The LLM reads the schema, reads the new source, creates wiki articles, and updates the index. Your first knowledge base entry is done.

Step 4: Run a linting pass periodically

Run a linting pass on wiki/ according to CLAUDE.md.

Schedule this weekly or after every ten new sources. The LLM will fill gaps, fix stale links, and suggest new articles. For developers interested in how LLM-optimized metadata works at web scale, the llms.txt specification applies a similar philosophy to public websites.
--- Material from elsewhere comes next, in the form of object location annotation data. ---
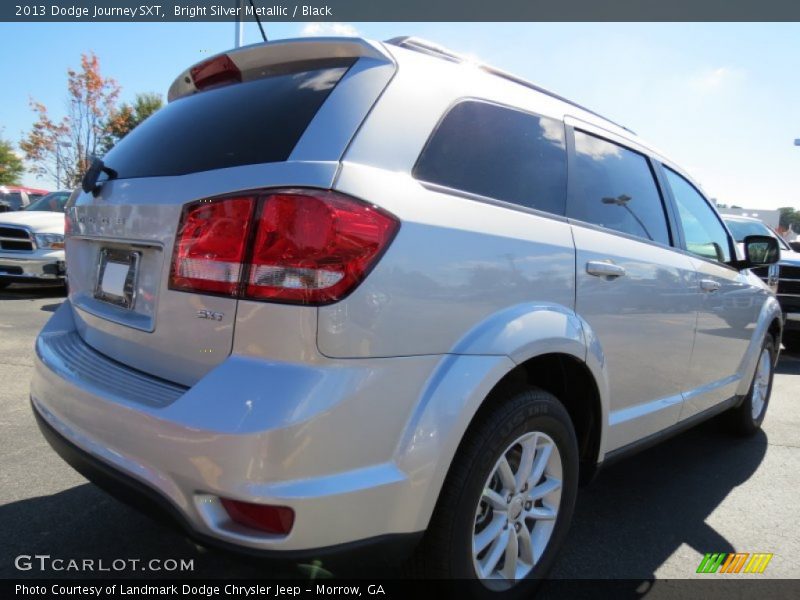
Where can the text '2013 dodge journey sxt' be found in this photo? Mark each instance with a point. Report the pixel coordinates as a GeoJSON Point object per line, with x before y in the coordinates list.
{"type": "Point", "coordinates": [339, 293]}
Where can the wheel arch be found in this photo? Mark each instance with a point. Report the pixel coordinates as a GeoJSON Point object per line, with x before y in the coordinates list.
{"type": "Point", "coordinates": [569, 365]}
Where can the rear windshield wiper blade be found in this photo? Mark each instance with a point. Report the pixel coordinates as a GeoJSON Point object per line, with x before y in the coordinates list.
{"type": "Point", "coordinates": [89, 181]}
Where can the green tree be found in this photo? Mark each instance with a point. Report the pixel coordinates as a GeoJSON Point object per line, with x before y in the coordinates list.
{"type": "Point", "coordinates": [11, 167]}
{"type": "Point", "coordinates": [123, 119]}
{"type": "Point", "coordinates": [790, 218]}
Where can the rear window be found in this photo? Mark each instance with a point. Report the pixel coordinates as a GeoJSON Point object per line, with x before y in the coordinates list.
{"type": "Point", "coordinates": [501, 153]}
{"type": "Point", "coordinates": [51, 202]}
{"type": "Point", "coordinates": [254, 122]}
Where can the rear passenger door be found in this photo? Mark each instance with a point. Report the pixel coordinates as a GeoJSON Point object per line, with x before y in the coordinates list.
{"type": "Point", "coordinates": [635, 291]}
{"type": "Point", "coordinates": [728, 306]}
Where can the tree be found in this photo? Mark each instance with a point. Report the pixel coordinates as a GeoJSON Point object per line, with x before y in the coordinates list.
{"type": "Point", "coordinates": [11, 167]}
{"type": "Point", "coordinates": [123, 119]}
{"type": "Point", "coordinates": [790, 218]}
{"type": "Point", "coordinates": [63, 149]}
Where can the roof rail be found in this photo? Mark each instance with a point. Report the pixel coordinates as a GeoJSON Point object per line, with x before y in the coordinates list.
{"type": "Point", "coordinates": [432, 49]}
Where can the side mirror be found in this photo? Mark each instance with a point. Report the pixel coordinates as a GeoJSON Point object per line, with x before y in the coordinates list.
{"type": "Point", "coordinates": [760, 250]}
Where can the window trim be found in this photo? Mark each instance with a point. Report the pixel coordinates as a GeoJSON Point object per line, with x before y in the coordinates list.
{"type": "Point", "coordinates": [491, 199]}
{"type": "Point", "coordinates": [669, 217]}
{"type": "Point", "coordinates": [684, 247]}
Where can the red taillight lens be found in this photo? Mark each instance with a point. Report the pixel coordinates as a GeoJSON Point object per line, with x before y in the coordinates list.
{"type": "Point", "coordinates": [315, 247]}
{"type": "Point", "coordinates": [310, 247]}
{"type": "Point", "coordinates": [272, 519]}
{"type": "Point", "coordinates": [220, 70]}
{"type": "Point", "coordinates": [210, 246]}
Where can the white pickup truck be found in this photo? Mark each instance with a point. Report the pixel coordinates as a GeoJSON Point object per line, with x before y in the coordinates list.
{"type": "Point", "coordinates": [32, 242]}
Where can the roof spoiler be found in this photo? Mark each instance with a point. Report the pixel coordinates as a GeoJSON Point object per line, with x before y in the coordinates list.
{"type": "Point", "coordinates": [255, 59]}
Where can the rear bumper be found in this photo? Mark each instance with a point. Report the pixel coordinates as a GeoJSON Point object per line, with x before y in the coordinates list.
{"type": "Point", "coordinates": [149, 501]}
{"type": "Point", "coordinates": [41, 266]}
{"type": "Point", "coordinates": [319, 439]}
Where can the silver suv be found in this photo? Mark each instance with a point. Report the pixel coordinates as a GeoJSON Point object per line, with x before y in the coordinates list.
{"type": "Point", "coordinates": [341, 293]}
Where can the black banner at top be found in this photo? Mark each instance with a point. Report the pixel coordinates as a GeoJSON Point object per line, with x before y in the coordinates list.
{"type": "Point", "coordinates": [399, 10]}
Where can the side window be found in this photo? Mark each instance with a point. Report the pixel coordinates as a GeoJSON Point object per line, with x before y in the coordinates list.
{"type": "Point", "coordinates": [614, 188]}
{"type": "Point", "coordinates": [704, 233]}
{"type": "Point", "coordinates": [498, 152]}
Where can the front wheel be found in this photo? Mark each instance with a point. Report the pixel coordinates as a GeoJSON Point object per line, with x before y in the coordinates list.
{"type": "Point", "coordinates": [749, 415]}
{"type": "Point", "coordinates": [508, 499]}
{"type": "Point", "coordinates": [791, 341]}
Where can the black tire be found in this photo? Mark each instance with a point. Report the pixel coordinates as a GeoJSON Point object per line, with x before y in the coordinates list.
{"type": "Point", "coordinates": [791, 341]}
{"type": "Point", "coordinates": [742, 420]}
{"type": "Point", "coordinates": [446, 550]}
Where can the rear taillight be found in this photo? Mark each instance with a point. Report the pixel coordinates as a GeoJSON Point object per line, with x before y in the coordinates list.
{"type": "Point", "coordinates": [210, 247]}
{"type": "Point", "coordinates": [271, 519]}
{"type": "Point", "coordinates": [309, 247]}
{"type": "Point", "coordinates": [220, 70]}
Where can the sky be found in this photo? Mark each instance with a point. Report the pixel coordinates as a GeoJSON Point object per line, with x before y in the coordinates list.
{"type": "Point", "coordinates": [720, 99]}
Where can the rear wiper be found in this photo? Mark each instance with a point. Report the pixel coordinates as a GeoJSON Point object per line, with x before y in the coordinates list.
{"type": "Point", "coordinates": [89, 181]}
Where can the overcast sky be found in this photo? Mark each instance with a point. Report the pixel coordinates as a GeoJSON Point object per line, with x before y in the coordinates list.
{"type": "Point", "coordinates": [722, 100]}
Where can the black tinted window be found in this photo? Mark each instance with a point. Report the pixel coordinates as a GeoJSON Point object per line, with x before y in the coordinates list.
{"type": "Point", "coordinates": [500, 153]}
{"type": "Point", "coordinates": [704, 233]}
{"type": "Point", "coordinates": [258, 121]}
{"type": "Point", "coordinates": [615, 188]}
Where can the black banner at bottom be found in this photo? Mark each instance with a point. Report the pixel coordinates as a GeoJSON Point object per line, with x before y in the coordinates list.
{"type": "Point", "coordinates": [709, 588]}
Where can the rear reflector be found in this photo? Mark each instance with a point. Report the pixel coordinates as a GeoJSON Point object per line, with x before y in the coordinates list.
{"type": "Point", "coordinates": [271, 519]}
{"type": "Point", "coordinates": [210, 247]}
{"type": "Point", "coordinates": [310, 247]}
{"type": "Point", "coordinates": [220, 70]}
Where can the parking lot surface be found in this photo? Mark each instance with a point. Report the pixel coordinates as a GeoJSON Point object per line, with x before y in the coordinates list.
{"type": "Point", "coordinates": [653, 515]}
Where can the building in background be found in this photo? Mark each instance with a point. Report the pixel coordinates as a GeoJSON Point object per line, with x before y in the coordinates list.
{"type": "Point", "coordinates": [768, 217]}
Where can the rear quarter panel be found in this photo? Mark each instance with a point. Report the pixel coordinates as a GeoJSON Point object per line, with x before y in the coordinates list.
{"type": "Point", "coordinates": [454, 264]}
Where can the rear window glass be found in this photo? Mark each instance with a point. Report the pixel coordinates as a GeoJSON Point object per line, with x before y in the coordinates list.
{"type": "Point", "coordinates": [52, 202]}
{"type": "Point", "coordinates": [254, 122]}
{"type": "Point", "coordinates": [501, 153]}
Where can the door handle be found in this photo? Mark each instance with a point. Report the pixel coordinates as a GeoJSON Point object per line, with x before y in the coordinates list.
{"type": "Point", "coordinates": [602, 268]}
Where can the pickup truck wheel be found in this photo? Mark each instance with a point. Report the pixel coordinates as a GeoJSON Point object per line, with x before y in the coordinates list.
{"type": "Point", "coordinates": [508, 499]}
{"type": "Point", "coordinates": [747, 417]}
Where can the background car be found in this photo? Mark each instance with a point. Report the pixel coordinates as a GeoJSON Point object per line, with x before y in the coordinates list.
{"type": "Point", "coordinates": [17, 198]}
{"type": "Point", "coordinates": [787, 279]}
{"type": "Point", "coordinates": [32, 242]}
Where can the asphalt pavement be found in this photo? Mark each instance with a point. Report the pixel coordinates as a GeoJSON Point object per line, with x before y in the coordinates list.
{"type": "Point", "coordinates": [653, 515]}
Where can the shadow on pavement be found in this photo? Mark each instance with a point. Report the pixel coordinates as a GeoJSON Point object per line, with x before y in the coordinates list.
{"type": "Point", "coordinates": [641, 510]}
{"type": "Point", "coordinates": [789, 364]}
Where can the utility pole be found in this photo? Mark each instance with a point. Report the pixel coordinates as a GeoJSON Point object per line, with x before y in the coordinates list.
{"type": "Point", "coordinates": [239, 37]}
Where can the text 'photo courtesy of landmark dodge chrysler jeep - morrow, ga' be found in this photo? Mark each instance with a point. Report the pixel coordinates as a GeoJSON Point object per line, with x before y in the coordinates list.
{"type": "Point", "coordinates": [432, 298]}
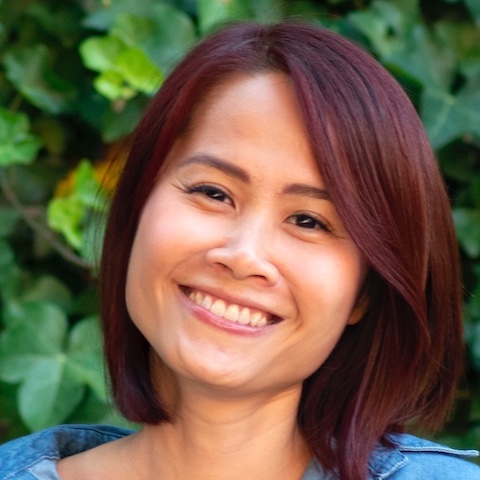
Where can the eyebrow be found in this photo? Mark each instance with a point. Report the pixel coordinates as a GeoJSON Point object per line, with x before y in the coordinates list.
{"type": "Point", "coordinates": [211, 161]}
{"type": "Point", "coordinates": [239, 173]}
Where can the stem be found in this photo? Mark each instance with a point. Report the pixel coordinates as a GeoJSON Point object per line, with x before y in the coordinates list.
{"type": "Point", "coordinates": [36, 226]}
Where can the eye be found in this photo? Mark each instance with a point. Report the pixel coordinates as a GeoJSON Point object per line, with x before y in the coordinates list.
{"type": "Point", "coordinates": [210, 191]}
{"type": "Point", "coordinates": [306, 221]}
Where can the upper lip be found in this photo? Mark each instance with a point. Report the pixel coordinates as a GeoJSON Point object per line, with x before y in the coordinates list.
{"type": "Point", "coordinates": [240, 300]}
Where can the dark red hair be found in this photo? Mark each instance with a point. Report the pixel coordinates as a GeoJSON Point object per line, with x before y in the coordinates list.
{"type": "Point", "coordinates": [402, 360]}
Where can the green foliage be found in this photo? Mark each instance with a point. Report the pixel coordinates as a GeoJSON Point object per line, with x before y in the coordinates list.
{"type": "Point", "coordinates": [75, 77]}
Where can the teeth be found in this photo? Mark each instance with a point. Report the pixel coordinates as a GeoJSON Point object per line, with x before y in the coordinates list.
{"type": "Point", "coordinates": [218, 308]}
{"type": "Point", "coordinates": [244, 316]}
{"type": "Point", "coordinates": [232, 312]}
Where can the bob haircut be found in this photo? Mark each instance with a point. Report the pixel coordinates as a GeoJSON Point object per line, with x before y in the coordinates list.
{"type": "Point", "coordinates": [401, 361]}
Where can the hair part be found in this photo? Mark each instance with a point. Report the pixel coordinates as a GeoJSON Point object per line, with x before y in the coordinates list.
{"type": "Point", "coordinates": [402, 360]}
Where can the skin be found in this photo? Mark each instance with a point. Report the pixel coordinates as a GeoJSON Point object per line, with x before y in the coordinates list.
{"type": "Point", "coordinates": [245, 218]}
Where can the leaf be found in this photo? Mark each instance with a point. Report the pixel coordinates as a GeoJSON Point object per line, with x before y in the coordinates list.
{"type": "Point", "coordinates": [103, 16]}
{"type": "Point", "coordinates": [32, 353]}
{"type": "Point", "coordinates": [467, 224]}
{"type": "Point", "coordinates": [173, 35]}
{"type": "Point", "coordinates": [138, 71]}
{"type": "Point", "coordinates": [68, 214]}
{"type": "Point", "coordinates": [65, 216]}
{"type": "Point", "coordinates": [49, 394]}
{"type": "Point", "coordinates": [8, 219]}
{"type": "Point", "coordinates": [48, 288]}
{"type": "Point", "coordinates": [29, 69]}
{"type": "Point", "coordinates": [447, 116]}
{"type": "Point", "coordinates": [132, 30]}
{"type": "Point", "coordinates": [212, 13]}
{"type": "Point", "coordinates": [99, 53]}
{"type": "Point", "coordinates": [120, 124]}
{"type": "Point", "coordinates": [85, 355]}
{"type": "Point", "coordinates": [17, 144]}
{"type": "Point", "coordinates": [112, 86]}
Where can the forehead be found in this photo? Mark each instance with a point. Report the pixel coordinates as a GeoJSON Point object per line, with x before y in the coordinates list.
{"type": "Point", "coordinates": [250, 117]}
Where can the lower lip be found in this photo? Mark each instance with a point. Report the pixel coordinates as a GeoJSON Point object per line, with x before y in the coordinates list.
{"type": "Point", "coordinates": [221, 323]}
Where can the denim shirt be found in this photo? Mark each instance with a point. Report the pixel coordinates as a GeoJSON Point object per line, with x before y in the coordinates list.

Limitations and Honest Trade-offs

This system is not a replacement for every knowledge management scenario. Be clear-eyed about the constraints:

Context window ceiling: Once your wiki grows past a few hundred articles, the index file may exceed comfortable context window limits. At that point, you need either smarter indexing strategies or a lightweight retrieval layer on top of your Markdown files.
Cost at scale: Every compilation step and linting pass consumes tokens. At 400,000 words and growing, token costs for a full linting pass are non-trivial. Karpathy has not published cost figures; assume this is a premium workflow.
LLM accuracy: The wiki is only as accurate as the LLM's reading of the source material. Errors in article generation compound — a mistake in an early article gets backlinked into later ones. Human review of the linting output is not optional for research where factual accuracy matters.
No real-time retrieval: Unlike a search engine or properly indexed RAG system, answering a query means the LLM reads the full index and multiple articles at inference time. Fast for personal use, not suitable for shared systems with concurrent queries.
Obsidian is optional: Any Markdown editor works. VS Code with a Markdown preview extension is sufficient for most developers.

The system works because Karpathy inverted the usual human-LLM dynamic: instead of asking the LLM questions, he trained the LLM to ask itself what's missing. Karpathy's core insight isn't about folders or Obsidian — it's that LLMs are increasingly capable enough to act as knowledge compilers, not just query responders.

For teams evaluating whether to build this or invest in a proper RAG pipeline, the honest answer is: start with this approach, and only move to RAG when the context window becomes a genuine bottleneck rather than a hypothetical one. You'll likely be surprised how far structured Markdown takes you.